What’s also free is entrance to the adjacent museum, the Cantor Arts Center on the campus of Stanford University in Palo Alto. This is no dusty university museum with esoteric artifacts or moldering stuffed animals in dioramas. The Cantor center is a vibrant art museum with excellent permanent collections and featured exhibitions any museum would be proud to host. I recently visited for the show on photographer Walker Evans, displaying works from the full breadth of his 50-year career, including a number of his most iconic photos from his work for the Farm Security Administration documenting the effects of the Great Depression. There’s also a series of extraordinary photos Evans snapped surreptitiously in the New York subway in the late 1930s.
The museum has 24 galleries housing collections that span five millennia, from ancient China and Egypt to the present – there’s a little bit of a lot of different things. And while it can’t compete with the size and volume of SFMOMA or de Young, it does well given the space it has, and actually compares in size and scope to the Legion of Honor. The Asian art is on par with what I’ve seen at the National Palace Museum in Taiwan (just not as much of course), and contemporary artists currently on display include heavyweights like Edward Weston, Frank Stella and Richard Serra.
But back to Rodin. The museum houses the largest collection of Auguste Rodin sculptures (400) outside of the Musee Rodin, including the 20 on display in the Rodin Sculpture Garden. Inspired by Michelangelo, Rodin was a realist and a naturalist, infusing his pieces with emotion and character; this at a time when French sculpture was largely ornamental or honorific. As a result, he suffered sharp criticism of his work (which was prodigious – he was incredibly prolific) through most of his career.

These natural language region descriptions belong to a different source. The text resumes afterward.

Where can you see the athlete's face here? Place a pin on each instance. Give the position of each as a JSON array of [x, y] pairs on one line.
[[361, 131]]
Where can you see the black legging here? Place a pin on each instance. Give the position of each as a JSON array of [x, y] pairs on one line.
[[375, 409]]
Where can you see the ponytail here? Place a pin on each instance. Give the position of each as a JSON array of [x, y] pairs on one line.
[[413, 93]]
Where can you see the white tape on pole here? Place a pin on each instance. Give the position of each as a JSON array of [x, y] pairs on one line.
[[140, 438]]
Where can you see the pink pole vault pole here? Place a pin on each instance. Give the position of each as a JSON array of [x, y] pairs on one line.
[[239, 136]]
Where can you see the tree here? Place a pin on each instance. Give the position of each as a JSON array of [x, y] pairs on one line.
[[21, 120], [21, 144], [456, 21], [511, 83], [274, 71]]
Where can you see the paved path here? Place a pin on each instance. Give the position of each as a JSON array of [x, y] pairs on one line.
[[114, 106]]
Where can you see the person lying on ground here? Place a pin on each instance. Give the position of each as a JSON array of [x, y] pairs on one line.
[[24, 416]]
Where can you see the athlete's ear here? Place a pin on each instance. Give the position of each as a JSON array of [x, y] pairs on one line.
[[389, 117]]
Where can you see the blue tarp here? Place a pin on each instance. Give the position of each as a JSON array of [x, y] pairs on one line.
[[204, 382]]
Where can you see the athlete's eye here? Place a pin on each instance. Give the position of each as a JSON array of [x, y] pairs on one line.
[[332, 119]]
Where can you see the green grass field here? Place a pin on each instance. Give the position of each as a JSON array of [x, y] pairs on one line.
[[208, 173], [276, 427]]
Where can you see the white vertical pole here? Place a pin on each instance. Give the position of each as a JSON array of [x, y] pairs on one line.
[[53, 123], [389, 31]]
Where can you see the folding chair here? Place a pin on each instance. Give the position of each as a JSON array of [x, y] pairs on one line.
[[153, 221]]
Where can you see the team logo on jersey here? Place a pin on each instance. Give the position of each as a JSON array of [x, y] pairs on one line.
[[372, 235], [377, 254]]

Thankfully he stayed true to his vision. He’s now the most famous sculptor of the modern era, with stunningly beautiful works that never fail to inspire.
And some of his greatest pieces are here for all Bay Areans to enjoy. Spend time with The Thinker, his most famous. Anything but a figure at rest, but straining and fraught, it turns the act of thinking into a physical endeavor. There’s the six Burghers of Calais, commemorating the men who offered their lives to save the townspeople from an invading king, and were pardoned at the last moment. Instead of a defiant or unified front, he depicts each of them lost within themselves and struggling in their individual way with their impending doom. And then there’s the Gates of Hell, an enormous work depicting scenes from Dante’s Inferno; the panels seem alive with the motion of figures writhing in agony.
For residents on the Peninsula, the Cantor Arts Center is an important part of the cultural life of the community, and worth the trip for anyone in the Bay Area. The highlight of course is Rodin. But the other collections are certainly worthy of viewing as well. And did I mention it was free?